La crescita e la prosperità riguardarono non soltanto l’Europa del nord America ma tutti i paesi del mondo. Tali fenomeni si manifestarono in modo ancora più spettacolare che in occidente nell’estremo oriente e soprattutto in Giappone. Il Giappone era risultato sconfitto e devastato alla fine della seconda guerra mondiale con limitate risorse naturali sovrappopolato con esportazioni rese difficili dai sentimenti anti Giapponesi e con un basso potenziale di crescita eppure tra i 60 e il 73 i tassi di crescita del prodotto e delle esportazioni Giapponesi surclassarono quelli degli altri paesi avanzati. I prodotti che diedero le maggiori soddisfazioni al Giappone furono quelli più sofisticati che inizialmente furono frutto dell’imitazione ma ben presto i Giapponesi si dimostrarono in grado di progettare in maniera originale e superare l’occidente in certi campi. L’agricoltura divenne assai efficiente.

La struttura peculiare dell’industria Giapponese è stata spesso definita dualismo industriale. Una ampia fetta della forza lavoro lavorava in piccole aziende con capitali limitati e tecniche non aggiornate ma che sopravvivevano pagando salari inferiori. Tuttavia le piccole aziende erano estremamente utili per che svolgevano un ruolo di sub appaltatrici per conto delle gigantesche società. I lavoratori rurali contribuivano a tenere bassi i salari. Una delle cause era la debolezza dei sindacati ma elementi ancora più importanti erano la tradizione Giapponese dell’impiego a vita che dava la sicurezza del posto di lavoro e una reciproca fedeltà. Infine vi era stata la diffusione del sistema nenko con una struttura salariale basata sulla anzianità.
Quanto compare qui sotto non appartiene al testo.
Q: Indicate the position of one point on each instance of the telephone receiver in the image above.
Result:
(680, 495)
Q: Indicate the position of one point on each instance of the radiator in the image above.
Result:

Svariati successi giapponesi furono dovuti all’impiego di manodopera a bassa specializzazione. Salari eccezionalmente bassi sostennero le esportazioni e conferirono al Giappone la sua caratteristica più importante e distintiva: il tasso di investimento più elevato al mondo. Anche il ruolo dello stato Giapponese è stato generalmente considerato positivo; tra i risultati da esso conseguiti vanno annoverati la fine dell’incontrollata inflazione postbellica e la stabilizzazione dell’economia. Le misure protezionistiche comprendevano dazi differenziati e favorivano i produttori nazionali. Fu presa la decisione di sostenere l’industria pesante.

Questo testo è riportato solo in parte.